Nice try ! Very interested conclusion.
A awsome post on my favourite subject …hv a look at my post at https://sakshibhojane.wordpress.com/
I understand that there are more titled data Scientists than actual data Scientists. My question is doesn’t this effect the actual industry of data science? Data science is interesting and an in-depth field with wide possibilities and potential for great work, yet here are some companies that refer to their simple data analysis as data science. Doesn’t this effect the future prospects of the field? And misguides those who look for a future in it?

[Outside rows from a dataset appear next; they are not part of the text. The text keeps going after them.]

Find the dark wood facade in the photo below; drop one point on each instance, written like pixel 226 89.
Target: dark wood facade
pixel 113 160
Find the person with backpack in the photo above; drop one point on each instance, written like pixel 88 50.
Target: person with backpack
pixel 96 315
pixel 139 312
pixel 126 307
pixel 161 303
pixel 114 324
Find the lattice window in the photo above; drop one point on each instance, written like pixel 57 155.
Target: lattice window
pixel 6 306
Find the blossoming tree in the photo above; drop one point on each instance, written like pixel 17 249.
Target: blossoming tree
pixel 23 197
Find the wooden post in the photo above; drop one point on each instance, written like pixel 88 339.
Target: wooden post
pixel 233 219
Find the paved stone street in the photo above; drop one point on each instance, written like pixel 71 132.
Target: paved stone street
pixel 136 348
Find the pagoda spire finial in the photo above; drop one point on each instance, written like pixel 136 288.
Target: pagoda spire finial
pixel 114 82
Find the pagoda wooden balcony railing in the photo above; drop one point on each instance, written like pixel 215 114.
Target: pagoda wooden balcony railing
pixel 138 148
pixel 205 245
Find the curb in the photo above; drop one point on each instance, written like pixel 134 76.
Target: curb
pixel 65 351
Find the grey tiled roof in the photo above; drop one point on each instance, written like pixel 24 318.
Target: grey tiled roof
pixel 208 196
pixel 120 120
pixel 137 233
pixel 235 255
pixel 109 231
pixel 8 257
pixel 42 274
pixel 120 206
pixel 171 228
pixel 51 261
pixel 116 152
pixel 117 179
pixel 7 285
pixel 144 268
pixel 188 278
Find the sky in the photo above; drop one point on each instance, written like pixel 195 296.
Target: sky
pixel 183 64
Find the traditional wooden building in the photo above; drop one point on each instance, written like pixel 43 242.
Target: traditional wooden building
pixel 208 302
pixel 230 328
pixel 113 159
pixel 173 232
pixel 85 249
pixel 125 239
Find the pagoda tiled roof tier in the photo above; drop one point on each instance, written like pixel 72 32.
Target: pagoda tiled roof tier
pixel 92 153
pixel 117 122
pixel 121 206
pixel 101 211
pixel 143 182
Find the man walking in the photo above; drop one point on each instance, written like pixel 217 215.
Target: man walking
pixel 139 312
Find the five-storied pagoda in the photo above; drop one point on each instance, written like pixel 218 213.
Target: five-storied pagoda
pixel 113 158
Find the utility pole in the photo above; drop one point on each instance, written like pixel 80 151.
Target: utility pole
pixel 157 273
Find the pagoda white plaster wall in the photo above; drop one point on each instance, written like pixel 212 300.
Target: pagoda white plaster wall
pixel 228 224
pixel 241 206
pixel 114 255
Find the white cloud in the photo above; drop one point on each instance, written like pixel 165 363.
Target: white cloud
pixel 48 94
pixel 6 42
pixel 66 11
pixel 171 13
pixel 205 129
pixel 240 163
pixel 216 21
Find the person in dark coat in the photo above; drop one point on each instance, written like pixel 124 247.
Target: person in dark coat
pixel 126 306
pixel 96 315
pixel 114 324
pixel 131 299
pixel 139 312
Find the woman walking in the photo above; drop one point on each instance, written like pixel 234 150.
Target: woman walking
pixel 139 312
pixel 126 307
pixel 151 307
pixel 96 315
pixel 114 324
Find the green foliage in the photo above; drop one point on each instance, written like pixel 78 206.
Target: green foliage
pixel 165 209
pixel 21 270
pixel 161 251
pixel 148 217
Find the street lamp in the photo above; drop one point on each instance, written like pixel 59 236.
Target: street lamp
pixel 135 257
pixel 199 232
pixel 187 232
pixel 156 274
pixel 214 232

I agree, there is something deeper to be said about people who do data science work but do not hold the title of data scientist. I definitely didn’t get into that in this article, but it’s an excellent point for a growing field. I haven’t personally done much research on how a miss-representative title can impact the field. Perhaps this is a topic for a different day.
Math is my favorite
Too bad your scatterplot didn’t provide a trend/definitive conclusion, but very interesting post
Yeah, very disappointing. But my sample size was quite small, maybe with more responses, we would see a different result.
Very interesting! I’d love to see the results with a larger sample size. Data science is one potential career path I’m considering, I took a number of econometrics courses during my undergrad and it really got me interested in the field.
I’m working on some more content specifically related to moving into the field of data science. So, if you check back in a few weeks there might be some more resources here for that. 🙂
Perfect, will do!
Samantha, my experience is that the role of the Data Scientist is so new, only the most integrated matrix organizations would know how to use one. Many functional organizations have hr departments who have not even created the requisition for the role. It is as likely in those organizations, the senior management is as clueless in delegating activities.
The most interesting map was the location of large ($billion rev annually) companies who you targeted as employing DS’s. Indicates there is more potential for the role to be identified in complex matrix organizations. Not the type of organization I think of when I think of Walmart or Target or government and state orgs.
It is my experience that if you can show management the bene’s of highly statistical research and investigations and communicate the information in creative visual ways so non mathematically inclined people get it, then you qualify as a data scientist.
I think these are excellent points! Though, I wonder about the details of what “highly statistical research and investigations” really means. This is only because I think there might be something dividing BI&A and Data Science. Both may do extensive statistical research, but I believe there should be a difference between the two job titles. Though, I’m not sure the industry has really decided what the difference is. I expect that there is a distinction in rigor, specialization or repeatability. I’ve heard others talk about the difference between a general practitioner medical doctor and a specialist. You, as a human, need both to exist, but you will use their services at different times and sometimes the general practitioner will refer you to a specialist. What do you think? Is there a distinction between BI&A work and Data Science?
i loved this post, the review of the industry state and efective data scientist was awesome, thanks.
I do believe all of the ideas you have presented in your post.
They’re very convincing and can definitely work. Still, the posts are too short for newbies.
May you please lengthen them a bit from next time?
Thanks for the post.
Extremely good read. Thank you Samantha.